MTO Shahmaghsoudi ®

1/22015

L’origine du soufisme

Le soufisme a existé depuis le début de l’histoire humaine car, en tout temps et en tout lieu, Dieu a envoyé des prophètes pour guider l’humanité vers la connaissance de Lui, et le soufisme est la voie des prophètes. Le grand maître Bayazid Bastami (cité par al-Muqaddisi) affirmait :

Ses graines furent semées à l’époque d’Adam, elles ont germé au temps de Noé et fleuri à celui d’Abraham. Le raisin apparut au temps de Moïse et mûrit au temps de Jésus. À l’époque de Mohammad, il donna un vin pur.

Les traces historiques remontent au septième siècle, à l’époque du Prophète Mohammad (paix sur lui), quand il confirma la connaissance intérieure d’Oveys Gharani. Il est en général admis que le soufisme est la dimension mystique de l’islam.
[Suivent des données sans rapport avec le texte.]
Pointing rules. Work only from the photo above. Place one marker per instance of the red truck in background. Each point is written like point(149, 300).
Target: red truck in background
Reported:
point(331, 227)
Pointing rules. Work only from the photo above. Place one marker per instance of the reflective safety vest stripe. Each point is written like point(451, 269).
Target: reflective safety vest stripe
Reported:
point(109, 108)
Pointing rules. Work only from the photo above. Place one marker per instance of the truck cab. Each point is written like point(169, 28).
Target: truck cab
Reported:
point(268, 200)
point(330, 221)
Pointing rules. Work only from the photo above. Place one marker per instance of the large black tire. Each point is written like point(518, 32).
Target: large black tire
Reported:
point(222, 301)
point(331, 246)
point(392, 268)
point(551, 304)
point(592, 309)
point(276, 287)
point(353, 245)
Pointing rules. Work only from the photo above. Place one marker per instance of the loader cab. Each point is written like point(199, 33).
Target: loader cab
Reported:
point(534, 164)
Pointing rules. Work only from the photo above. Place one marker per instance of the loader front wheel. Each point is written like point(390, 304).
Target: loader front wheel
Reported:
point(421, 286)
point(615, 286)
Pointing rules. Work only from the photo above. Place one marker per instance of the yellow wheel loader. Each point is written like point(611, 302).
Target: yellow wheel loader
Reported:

Hujwiri, au onzième siècle, a proposé certaines hypothèses sur l’origine du mot « soufi ». Selon certains savants, il dérive du terme Ahl al-suffa, « les gens de la banquette », qui fait allusion à une estrade sur laquelle le Prophète Mohammad et ses disciples avaient coutume de s’installer pour adorer Dieu.

Selon d’autres, on les appelait soufis parce qu’ils étaient habituellement vêtus de laine (suf). L’habitude de porter de la laine à même la peau remonte au premier maître des soufis islamiques. Alors que cette théorie sur l’origine du mot a un réel fondement dans les pratiques du soufisme, les paroles d’Hazrat Mir Ghotbeddin Mohammad Angha explicite ce point : « Si tout soufi porte de la laine, toute personne portant de la laine – suf – n’est pas un soufi. » D’autres pensent que les soufis sont nommés ainsi à cause de la safa (pureté) de leur cœur et de la propreté de leurs actes. C’est pourquoi les pratiquants de la safa sont appelés soufis, ceux qui ont « le cœur pur ».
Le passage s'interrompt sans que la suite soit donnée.